Landlords can’t absorb growing costs without passing them on through higher rents, the NRLA has warned.
New Paragon Bank research reveals that 35% of landlords expect the Renters’ Rights Act to impact them financially and are planning for the costs of compliance to remain profitable.
More than half (53%) will consider increasing rent, 37% plan to review pricing more frequently and 18% will look to make cost savings across their portfolios, potentially changing the level or frequency of maintenance and white goods replacement.
Average
According to HM Revenue and Customs, the average rental income declared by unincorporated landlords is £19,400 a year – significantly less than what someone earns from a full-time minimum wage salary.
Following news that landlords taking out a mortgage now face paying an average of £1,100 more a year than they would have at the start of March, the NRLA says the government must develop a plan to reduce cost pressures faced in the market.
Scrap
It wants the government to scrap next year’s income tax hike, to keep the costs of joining the private rented sector Ombudsman and database as low as possible and to reform the tax system to ensure it better supports proactive energy efficiency improvements to rental homes.
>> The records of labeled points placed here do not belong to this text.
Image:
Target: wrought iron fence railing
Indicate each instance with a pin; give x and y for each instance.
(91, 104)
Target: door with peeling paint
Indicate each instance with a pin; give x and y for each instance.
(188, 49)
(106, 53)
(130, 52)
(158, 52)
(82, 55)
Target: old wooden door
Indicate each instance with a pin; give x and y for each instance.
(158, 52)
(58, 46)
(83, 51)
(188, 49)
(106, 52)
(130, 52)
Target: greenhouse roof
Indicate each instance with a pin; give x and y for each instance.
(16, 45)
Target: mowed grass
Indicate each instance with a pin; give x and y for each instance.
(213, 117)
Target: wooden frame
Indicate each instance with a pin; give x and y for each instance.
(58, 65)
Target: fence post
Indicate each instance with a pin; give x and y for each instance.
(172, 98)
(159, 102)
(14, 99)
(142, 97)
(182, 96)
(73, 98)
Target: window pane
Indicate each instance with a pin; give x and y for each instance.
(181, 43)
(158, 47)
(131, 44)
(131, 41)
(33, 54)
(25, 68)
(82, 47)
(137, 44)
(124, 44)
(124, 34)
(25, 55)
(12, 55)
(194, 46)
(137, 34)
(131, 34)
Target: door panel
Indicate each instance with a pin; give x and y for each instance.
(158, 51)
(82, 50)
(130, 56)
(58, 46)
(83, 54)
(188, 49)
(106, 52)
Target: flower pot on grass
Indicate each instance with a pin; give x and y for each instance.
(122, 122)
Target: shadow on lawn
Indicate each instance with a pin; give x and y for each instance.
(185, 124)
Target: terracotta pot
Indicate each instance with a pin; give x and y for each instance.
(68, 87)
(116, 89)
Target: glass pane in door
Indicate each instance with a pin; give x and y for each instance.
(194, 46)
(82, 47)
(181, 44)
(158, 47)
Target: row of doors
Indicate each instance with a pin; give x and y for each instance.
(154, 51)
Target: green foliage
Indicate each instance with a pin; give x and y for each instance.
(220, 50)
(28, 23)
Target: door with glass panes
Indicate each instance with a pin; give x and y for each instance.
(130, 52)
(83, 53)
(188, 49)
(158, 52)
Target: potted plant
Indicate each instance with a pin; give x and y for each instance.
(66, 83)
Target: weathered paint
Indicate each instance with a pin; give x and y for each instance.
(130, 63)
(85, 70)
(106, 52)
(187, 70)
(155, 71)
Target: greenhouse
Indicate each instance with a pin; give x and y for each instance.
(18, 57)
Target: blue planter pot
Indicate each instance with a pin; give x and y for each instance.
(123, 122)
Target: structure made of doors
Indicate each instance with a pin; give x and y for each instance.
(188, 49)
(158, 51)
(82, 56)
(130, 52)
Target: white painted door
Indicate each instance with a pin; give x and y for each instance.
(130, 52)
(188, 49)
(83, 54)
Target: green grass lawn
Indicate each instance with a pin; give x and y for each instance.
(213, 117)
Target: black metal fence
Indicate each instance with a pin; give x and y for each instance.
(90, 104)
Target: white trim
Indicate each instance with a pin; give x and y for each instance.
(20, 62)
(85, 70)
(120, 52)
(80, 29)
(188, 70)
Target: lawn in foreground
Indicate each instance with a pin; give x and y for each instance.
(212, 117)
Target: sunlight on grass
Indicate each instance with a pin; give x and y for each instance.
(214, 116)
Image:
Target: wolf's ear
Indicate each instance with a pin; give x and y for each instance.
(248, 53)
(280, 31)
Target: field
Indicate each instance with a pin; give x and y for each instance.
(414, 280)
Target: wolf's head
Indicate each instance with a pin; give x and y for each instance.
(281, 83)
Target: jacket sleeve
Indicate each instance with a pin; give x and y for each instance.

The NRLA is also calling on it to unfreeze housing benefit rates.

Chief executive Ben Beadle says growing taxes, uncertain costs associated with the Renters’ Rights Act and the ongoing housing benefit freeze will create the perfect storm for tenants.
“With so many people reliant on the sector for a place to call home, ministers need to recognise the real-world consequences of their decisions,” adds Beadle. “It is simply stereotyped nonsense that every landlord can somehow absorb ever-increasing costs indefinitely. They can’t, and as a result, it is tenants who will suffer most as rents continue to creep up.”